No judgement here if you prefer your e-reader for your Bible. But I’ll stick with my paper copy for the following reasons:

  1. Local memory–familiarity of where things are front to back–even placement on a page.
  2. The feel–I like that my Bible feels special–very different than all my other books, since it’s my only leather book. I especially like the fact that my Bible doesn’t feel like my phone.
  3. Inheritance–my kids probably aren’t that interested in inheriting my phone when I die. I think they’ll be very keen to have my Bible(s) when I die–especially appreciating the notes and thoughts I’ve scrawled in the margins over the years. Not that profound–but written by their Daddy. My wife inherited one of her Grandmother’s Bibles, and it’s a cherished possession–not just for the fact that it smells awesome (old pages plus old leather). There’s something about Grandma Lehman’s cursive that makes us feel extra rooted.

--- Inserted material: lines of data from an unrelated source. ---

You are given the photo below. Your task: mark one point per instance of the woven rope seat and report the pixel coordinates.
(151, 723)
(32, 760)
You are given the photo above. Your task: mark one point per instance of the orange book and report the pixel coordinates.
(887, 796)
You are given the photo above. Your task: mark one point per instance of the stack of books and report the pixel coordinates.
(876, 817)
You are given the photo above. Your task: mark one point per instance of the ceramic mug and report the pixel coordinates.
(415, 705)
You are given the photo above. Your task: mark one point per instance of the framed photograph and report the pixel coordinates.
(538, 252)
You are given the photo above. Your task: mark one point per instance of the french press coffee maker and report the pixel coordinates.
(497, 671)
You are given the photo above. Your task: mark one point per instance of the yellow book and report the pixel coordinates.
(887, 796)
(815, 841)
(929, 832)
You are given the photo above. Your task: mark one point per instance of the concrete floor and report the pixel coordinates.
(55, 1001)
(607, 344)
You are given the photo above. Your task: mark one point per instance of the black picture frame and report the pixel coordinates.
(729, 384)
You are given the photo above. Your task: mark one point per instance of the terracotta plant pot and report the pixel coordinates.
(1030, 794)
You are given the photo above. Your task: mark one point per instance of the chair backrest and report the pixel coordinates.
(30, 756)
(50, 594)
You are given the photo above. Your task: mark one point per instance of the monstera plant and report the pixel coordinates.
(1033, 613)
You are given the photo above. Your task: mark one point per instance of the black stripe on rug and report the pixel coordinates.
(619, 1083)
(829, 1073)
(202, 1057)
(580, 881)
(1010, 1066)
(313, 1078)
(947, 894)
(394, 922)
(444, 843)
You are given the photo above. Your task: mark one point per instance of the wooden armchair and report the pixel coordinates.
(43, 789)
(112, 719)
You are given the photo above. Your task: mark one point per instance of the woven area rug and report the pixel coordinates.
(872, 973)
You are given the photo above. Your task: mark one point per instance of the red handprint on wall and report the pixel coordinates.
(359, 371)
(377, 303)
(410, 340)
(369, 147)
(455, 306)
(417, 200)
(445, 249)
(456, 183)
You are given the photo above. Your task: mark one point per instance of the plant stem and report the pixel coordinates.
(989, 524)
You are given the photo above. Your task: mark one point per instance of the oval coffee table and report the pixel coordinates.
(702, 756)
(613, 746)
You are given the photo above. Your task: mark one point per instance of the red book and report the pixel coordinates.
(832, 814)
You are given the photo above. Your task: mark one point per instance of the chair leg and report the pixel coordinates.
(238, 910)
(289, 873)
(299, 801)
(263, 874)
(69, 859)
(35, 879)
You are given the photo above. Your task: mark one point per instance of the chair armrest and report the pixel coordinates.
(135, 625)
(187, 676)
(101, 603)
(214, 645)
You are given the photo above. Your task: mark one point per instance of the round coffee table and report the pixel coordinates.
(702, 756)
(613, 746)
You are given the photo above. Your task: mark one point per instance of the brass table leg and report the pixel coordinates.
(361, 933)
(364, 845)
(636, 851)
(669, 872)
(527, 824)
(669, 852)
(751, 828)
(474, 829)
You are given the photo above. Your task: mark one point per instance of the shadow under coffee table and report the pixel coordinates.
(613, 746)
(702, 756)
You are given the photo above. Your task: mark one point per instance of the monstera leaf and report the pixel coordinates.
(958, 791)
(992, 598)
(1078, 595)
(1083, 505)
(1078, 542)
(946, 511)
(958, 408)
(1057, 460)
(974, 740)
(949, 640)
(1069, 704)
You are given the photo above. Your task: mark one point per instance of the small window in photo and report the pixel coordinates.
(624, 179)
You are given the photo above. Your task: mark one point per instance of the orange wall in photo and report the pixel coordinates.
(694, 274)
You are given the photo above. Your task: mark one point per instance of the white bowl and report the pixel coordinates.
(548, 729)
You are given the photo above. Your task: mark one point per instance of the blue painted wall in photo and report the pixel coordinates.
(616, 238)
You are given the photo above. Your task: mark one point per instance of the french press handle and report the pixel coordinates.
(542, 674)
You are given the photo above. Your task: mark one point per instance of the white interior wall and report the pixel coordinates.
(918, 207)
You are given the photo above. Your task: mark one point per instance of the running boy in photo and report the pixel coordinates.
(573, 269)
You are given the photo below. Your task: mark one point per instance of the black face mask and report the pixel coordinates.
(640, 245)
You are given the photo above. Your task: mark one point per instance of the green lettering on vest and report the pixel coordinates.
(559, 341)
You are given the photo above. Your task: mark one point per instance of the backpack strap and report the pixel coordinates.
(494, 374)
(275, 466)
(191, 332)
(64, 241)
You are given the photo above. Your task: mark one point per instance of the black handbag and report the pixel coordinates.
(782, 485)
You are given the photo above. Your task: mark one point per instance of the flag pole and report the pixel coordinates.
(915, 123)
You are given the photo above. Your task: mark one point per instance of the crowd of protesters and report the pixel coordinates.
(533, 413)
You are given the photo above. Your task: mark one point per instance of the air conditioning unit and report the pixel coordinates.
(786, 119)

Here’s a related anecdote about Martin Luther (one of the Protestant Reformers from five hundred years ago) that made me smile. He didn’t want a new copy of the Psalms (the song-part of the Bible, sometimes referred to as “The Psalter”) because he knew his way around his old copy:

Some one asked Luther for his psalter, which was old and ragged, promising to give him a new one in exchange; but the doctor refused, because he was used to his own old copy, adding: “A local memory is very useful, and I have weakened mine in translating the Bible.”

Martin Luther, THe Table Talk of Doctor Martin Luther, 24-25.